What is Dwarf Baby Tears?
Dwarf baby tears – the official name for this plant is Hemianthus callitricoides ‘Cuba’ – is also called pear grass. It grows in stream beds during the dry season of its native home in East Havana, Cuba. First discovered in 2003, it rapidly gained in popularity as an aquarium plant because of its tiny leaves and ability to give the appearance of a finely texture, bright green carpet with very tiny white flower.

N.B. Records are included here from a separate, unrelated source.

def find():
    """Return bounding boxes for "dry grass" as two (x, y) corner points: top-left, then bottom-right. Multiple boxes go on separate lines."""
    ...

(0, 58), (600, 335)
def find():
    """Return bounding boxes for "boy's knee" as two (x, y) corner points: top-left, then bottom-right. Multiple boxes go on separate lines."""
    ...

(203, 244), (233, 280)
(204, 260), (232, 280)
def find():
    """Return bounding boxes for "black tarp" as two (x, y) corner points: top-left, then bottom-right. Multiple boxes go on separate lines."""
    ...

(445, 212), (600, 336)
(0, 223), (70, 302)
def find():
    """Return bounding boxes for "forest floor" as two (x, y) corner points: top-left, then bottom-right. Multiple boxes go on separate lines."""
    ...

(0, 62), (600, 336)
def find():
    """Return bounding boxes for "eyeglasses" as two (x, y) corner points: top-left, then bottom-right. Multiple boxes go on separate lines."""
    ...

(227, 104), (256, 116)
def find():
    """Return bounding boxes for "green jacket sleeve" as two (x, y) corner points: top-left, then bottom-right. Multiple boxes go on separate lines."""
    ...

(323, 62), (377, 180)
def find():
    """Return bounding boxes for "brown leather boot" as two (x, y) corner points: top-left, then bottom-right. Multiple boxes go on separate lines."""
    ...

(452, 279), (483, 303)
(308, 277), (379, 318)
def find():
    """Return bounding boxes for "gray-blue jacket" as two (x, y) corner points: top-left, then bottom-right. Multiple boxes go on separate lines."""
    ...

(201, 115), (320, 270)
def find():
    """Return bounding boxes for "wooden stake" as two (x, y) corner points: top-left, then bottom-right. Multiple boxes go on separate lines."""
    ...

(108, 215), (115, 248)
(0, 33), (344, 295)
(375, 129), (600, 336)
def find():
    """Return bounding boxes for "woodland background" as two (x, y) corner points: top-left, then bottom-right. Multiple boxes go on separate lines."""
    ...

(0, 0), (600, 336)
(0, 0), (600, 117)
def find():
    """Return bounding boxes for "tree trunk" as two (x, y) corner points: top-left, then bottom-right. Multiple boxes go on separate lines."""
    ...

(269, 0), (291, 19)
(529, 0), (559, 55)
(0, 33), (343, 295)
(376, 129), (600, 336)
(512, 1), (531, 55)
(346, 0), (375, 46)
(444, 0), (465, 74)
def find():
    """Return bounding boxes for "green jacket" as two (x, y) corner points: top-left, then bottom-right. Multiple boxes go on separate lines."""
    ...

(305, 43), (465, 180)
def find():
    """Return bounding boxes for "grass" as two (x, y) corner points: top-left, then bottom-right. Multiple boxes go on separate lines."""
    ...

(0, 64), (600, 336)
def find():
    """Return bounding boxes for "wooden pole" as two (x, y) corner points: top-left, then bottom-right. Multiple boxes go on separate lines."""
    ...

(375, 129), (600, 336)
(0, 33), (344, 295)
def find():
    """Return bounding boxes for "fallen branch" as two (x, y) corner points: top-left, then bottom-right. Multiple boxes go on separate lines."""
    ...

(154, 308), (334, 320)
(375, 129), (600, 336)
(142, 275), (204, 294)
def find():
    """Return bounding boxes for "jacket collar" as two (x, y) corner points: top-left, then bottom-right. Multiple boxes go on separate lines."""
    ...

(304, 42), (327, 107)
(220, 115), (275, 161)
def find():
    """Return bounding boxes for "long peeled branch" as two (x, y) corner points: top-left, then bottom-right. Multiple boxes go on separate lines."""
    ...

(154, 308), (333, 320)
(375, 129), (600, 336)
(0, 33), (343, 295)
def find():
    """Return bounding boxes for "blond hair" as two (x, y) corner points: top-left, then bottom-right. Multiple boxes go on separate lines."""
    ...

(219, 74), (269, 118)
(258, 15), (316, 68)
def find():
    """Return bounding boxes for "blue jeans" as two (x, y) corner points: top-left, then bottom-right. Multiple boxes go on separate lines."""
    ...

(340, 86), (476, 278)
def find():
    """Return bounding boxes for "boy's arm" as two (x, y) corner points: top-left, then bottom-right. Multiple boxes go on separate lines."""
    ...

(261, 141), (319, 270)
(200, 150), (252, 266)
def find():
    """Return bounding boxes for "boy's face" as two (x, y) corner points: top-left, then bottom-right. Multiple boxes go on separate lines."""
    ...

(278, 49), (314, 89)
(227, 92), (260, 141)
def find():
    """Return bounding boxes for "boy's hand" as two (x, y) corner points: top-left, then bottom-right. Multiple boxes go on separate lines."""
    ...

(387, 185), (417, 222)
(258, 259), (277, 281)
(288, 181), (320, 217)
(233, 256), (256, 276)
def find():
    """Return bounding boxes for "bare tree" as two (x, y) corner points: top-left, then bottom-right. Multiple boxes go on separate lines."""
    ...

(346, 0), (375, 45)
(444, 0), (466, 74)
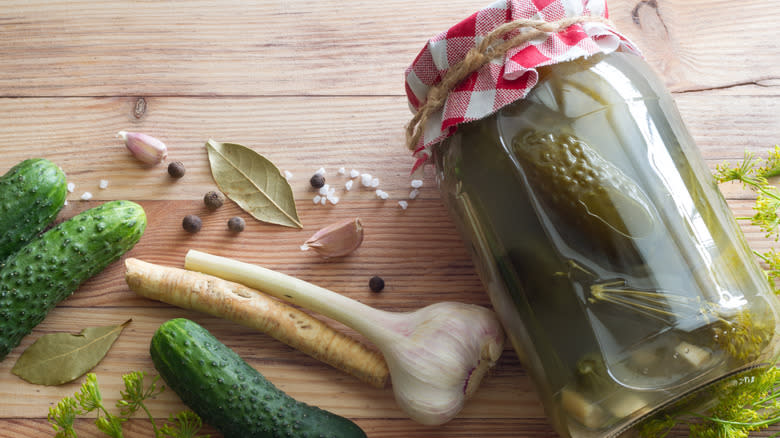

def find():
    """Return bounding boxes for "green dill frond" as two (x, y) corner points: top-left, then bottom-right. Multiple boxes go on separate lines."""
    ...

(160, 411), (210, 438)
(73, 373), (103, 412)
(755, 248), (780, 294)
(714, 152), (767, 189)
(637, 413), (678, 438)
(48, 371), (204, 438)
(47, 397), (81, 438)
(95, 415), (127, 438)
(637, 365), (780, 438)
(712, 310), (775, 361)
(751, 194), (780, 241)
(116, 371), (165, 417)
(757, 145), (780, 178)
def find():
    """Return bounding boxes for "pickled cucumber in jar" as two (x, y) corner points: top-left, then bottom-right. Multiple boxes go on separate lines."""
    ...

(434, 53), (777, 437)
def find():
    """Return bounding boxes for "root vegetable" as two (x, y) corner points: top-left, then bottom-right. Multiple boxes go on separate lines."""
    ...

(125, 258), (389, 388)
(185, 250), (504, 425)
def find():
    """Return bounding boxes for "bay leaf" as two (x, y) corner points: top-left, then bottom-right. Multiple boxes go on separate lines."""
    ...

(206, 140), (303, 228)
(11, 319), (132, 386)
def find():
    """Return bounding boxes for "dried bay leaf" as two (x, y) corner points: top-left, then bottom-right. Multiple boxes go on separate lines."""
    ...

(206, 140), (303, 228)
(11, 319), (132, 385)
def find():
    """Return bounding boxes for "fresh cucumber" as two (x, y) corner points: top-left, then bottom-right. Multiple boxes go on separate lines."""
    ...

(0, 201), (146, 361)
(150, 318), (366, 438)
(0, 158), (67, 267)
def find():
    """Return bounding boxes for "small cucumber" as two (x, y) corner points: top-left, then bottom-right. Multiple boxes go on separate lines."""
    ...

(0, 158), (67, 267)
(0, 201), (146, 361)
(150, 318), (366, 438)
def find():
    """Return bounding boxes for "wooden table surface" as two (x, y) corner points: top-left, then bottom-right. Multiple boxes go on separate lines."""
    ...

(0, 0), (780, 438)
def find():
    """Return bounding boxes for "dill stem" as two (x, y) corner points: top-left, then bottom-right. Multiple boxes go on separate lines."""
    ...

(138, 401), (160, 437)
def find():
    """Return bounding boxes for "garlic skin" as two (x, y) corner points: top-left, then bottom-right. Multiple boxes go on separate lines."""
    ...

(301, 218), (363, 259)
(117, 131), (168, 164)
(380, 302), (505, 426)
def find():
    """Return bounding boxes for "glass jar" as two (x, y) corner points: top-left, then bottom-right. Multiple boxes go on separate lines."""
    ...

(433, 52), (778, 437)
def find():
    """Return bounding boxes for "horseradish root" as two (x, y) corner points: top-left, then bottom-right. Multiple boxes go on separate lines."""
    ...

(185, 250), (504, 425)
(125, 258), (389, 388)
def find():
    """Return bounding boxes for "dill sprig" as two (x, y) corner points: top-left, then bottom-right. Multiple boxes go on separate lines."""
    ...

(638, 365), (780, 438)
(714, 146), (780, 243)
(48, 371), (208, 438)
(637, 146), (780, 438)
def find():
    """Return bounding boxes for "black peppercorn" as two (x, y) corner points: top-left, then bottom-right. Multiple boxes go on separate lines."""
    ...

(309, 173), (325, 189)
(203, 190), (225, 210)
(181, 214), (203, 233)
(228, 216), (244, 233)
(368, 275), (385, 292)
(168, 161), (185, 179)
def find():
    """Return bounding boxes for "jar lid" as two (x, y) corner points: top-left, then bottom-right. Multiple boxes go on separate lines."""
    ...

(406, 0), (639, 169)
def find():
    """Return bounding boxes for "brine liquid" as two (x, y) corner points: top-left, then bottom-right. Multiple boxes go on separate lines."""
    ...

(436, 53), (776, 436)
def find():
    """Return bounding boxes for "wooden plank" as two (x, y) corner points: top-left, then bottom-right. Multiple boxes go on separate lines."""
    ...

(0, 307), (544, 423)
(0, 0), (780, 96)
(0, 94), (780, 202)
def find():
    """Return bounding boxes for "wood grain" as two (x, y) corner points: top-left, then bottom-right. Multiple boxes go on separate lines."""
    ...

(0, 0), (780, 438)
(0, 0), (780, 96)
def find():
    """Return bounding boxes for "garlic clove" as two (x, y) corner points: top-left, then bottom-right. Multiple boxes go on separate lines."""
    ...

(117, 131), (168, 164)
(301, 218), (363, 259)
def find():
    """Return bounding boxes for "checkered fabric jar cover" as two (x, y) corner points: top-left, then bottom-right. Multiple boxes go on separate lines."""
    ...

(406, 0), (639, 169)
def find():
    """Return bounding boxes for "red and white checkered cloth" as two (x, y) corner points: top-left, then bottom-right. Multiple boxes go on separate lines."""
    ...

(406, 0), (639, 169)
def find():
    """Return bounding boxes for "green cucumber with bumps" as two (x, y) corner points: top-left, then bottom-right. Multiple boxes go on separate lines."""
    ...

(149, 318), (366, 438)
(0, 158), (68, 267)
(0, 201), (146, 361)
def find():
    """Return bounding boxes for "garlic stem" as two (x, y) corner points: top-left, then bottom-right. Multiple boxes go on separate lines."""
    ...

(184, 250), (504, 425)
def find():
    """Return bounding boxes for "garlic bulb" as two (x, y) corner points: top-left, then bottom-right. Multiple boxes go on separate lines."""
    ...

(185, 250), (504, 425)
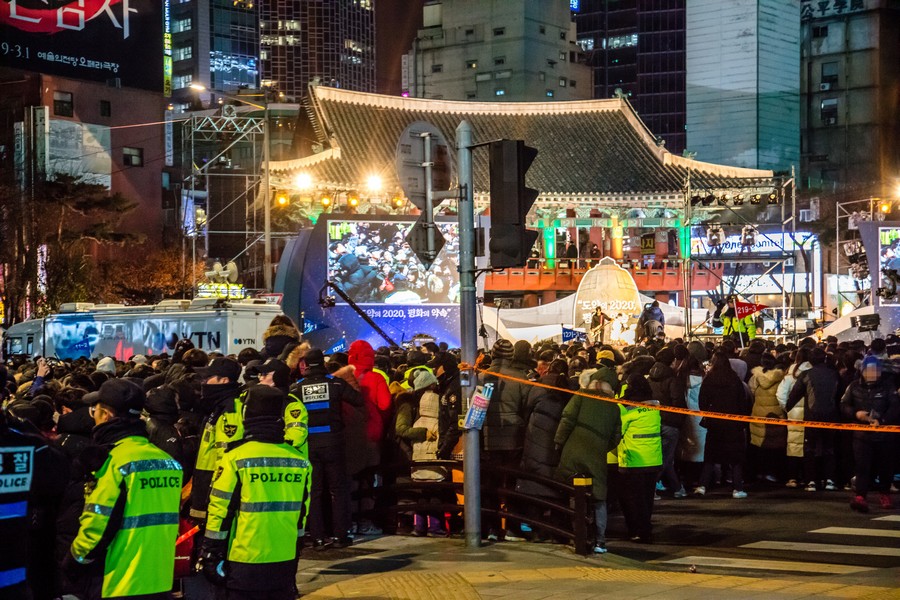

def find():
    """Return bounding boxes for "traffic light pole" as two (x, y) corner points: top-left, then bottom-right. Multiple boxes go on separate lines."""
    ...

(456, 121), (481, 548)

How to Use Dwarf Baby Tears
This plant is so small – leaves are only 3/10ths of an inch long – that it offers many possibilities for underwater aquascaping and miniature landscapes. For example:
- As a base for bonsai if the plant can tolerate constantly moist soil.
- To carpet the entire floor of an aquarium.

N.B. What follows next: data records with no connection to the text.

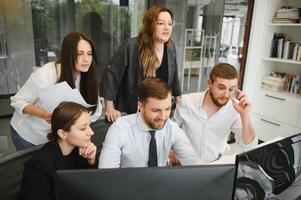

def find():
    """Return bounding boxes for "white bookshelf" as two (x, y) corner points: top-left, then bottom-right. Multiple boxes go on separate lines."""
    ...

(262, 57), (301, 65)
(244, 0), (301, 141)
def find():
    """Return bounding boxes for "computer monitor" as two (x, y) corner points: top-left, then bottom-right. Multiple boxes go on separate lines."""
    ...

(55, 164), (236, 200)
(234, 134), (301, 200)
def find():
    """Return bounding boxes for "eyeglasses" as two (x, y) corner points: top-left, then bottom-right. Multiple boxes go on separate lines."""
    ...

(157, 20), (176, 28)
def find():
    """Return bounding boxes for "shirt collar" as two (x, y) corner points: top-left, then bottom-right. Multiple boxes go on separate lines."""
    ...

(136, 112), (152, 131)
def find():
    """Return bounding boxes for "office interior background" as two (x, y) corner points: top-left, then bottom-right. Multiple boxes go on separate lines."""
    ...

(0, 0), (301, 157)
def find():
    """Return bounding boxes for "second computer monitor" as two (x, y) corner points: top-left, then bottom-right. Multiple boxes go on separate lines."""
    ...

(56, 165), (236, 200)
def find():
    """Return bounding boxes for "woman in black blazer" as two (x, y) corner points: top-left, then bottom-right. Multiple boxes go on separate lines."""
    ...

(18, 102), (97, 200)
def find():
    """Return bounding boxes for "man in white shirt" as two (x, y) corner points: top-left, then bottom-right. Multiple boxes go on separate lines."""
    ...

(98, 78), (201, 168)
(171, 63), (258, 162)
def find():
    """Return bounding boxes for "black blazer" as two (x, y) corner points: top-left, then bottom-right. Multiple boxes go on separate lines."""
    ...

(18, 141), (97, 200)
(100, 37), (181, 114)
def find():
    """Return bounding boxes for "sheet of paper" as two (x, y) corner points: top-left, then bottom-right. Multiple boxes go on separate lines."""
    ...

(39, 81), (94, 112)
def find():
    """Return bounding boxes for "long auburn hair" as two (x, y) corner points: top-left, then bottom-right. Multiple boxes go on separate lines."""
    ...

(56, 32), (99, 113)
(138, 5), (173, 77)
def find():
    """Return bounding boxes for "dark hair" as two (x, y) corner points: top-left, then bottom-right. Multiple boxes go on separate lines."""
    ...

(138, 78), (171, 102)
(138, 5), (173, 76)
(56, 32), (99, 112)
(209, 63), (238, 81)
(47, 101), (88, 140)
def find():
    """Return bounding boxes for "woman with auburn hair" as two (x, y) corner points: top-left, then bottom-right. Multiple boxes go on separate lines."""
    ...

(10, 32), (102, 150)
(18, 102), (97, 200)
(100, 5), (181, 122)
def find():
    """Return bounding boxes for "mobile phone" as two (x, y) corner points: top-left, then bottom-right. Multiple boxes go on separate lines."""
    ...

(230, 88), (238, 99)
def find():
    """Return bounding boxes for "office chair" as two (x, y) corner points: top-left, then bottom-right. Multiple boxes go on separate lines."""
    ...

(0, 145), (43, 200)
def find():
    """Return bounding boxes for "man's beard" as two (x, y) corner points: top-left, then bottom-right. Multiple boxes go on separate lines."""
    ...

(144, 112), (168, 130)
(209, 90), (229, 108)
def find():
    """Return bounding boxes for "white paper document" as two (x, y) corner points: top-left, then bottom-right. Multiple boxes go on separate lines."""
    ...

(39, 81), (95, 112)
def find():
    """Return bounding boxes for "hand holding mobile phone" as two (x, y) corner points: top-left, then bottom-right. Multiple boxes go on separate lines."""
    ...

(230, 88), (238, 99)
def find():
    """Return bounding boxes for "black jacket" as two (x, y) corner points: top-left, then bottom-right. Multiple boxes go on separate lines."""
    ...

(18, 141), (97, 200)
(100, 38), (181, 114)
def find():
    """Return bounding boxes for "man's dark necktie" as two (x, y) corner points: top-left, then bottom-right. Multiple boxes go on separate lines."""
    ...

(148, 131), (158, 167)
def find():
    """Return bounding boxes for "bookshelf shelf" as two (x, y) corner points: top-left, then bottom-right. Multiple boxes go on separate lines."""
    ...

(262, 57), (301, 65)
(268, 23), (301, 27)
(247, 0), (301, 140)
(261, 89), (301, 100)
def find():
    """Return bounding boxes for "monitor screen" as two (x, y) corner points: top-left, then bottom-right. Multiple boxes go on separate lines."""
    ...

(56, 164), (236, 200)
(234, 134), (301, 200)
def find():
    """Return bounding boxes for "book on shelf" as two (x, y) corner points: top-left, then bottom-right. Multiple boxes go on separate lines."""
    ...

(270, 33), (301, 61)
(261, 72), (301, 95)
(273, 6), (301, 23)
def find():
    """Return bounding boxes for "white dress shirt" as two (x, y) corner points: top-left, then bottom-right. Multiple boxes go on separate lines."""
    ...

(98, 113), (201, 168)
(10, 62), (102, 145)
(173, 91), (258, 162)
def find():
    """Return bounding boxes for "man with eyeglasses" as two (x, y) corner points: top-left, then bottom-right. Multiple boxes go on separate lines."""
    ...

(100, 5), (181, 122)
(171, 63), (258, 162)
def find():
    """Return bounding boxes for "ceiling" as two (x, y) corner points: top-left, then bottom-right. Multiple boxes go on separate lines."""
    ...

(188, 0), (248, 17)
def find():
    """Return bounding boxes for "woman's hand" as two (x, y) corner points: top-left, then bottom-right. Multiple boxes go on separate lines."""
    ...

(23, 104), (52, 123)
(105, 100), (121, 123)
(79, 142), (97, 165)
(40, 108), (52, 124)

- To give rocks or tree branches the appearance of moss.
- As a grass substitute when used in a miniature landscape.
Substrate for Dwarf Baby Tears
Just as fertile soil is required for garden plants, a similar nutrient-rich base is necessary in an aquarium. For dwarf baby tears, begin with an under-layer of aquarium clay covered by fine gravel. Spread a commercial substrate on top of the gravel. A finely-textured substrate will help the delicate roots penetrate more easily. Don’t try to mix your own – this is one case where commercial is a better choice.
How to Plant Dwarf Baby Tears
Two main techniques are used in planting dwarf baby tears. It is typically grown on a base of rockwool. Cut the rockwool to form plugs. For fastest growth and coverage, if you have plenty of the plant, place half-inch plugs – including rockwool – into the medium at intervals of one inch. Alternatively, you can plant individual stems about one-quarter to one-half inch apart.
Best Cultural Practices
Dwarf baby tears grows best at temperatures between 68 and 82°F (20 to 29°C). The water pH should be maintained between 5.0 and 7.50. Although the plant can tolerate some variations in water hardness, the ideal is between 4 and 5 dGH. Adequate light is critical – use full-spectrum lights with the equivalent of full sun for 10 to 14 hours a day. A timer is a good way to manage light needs.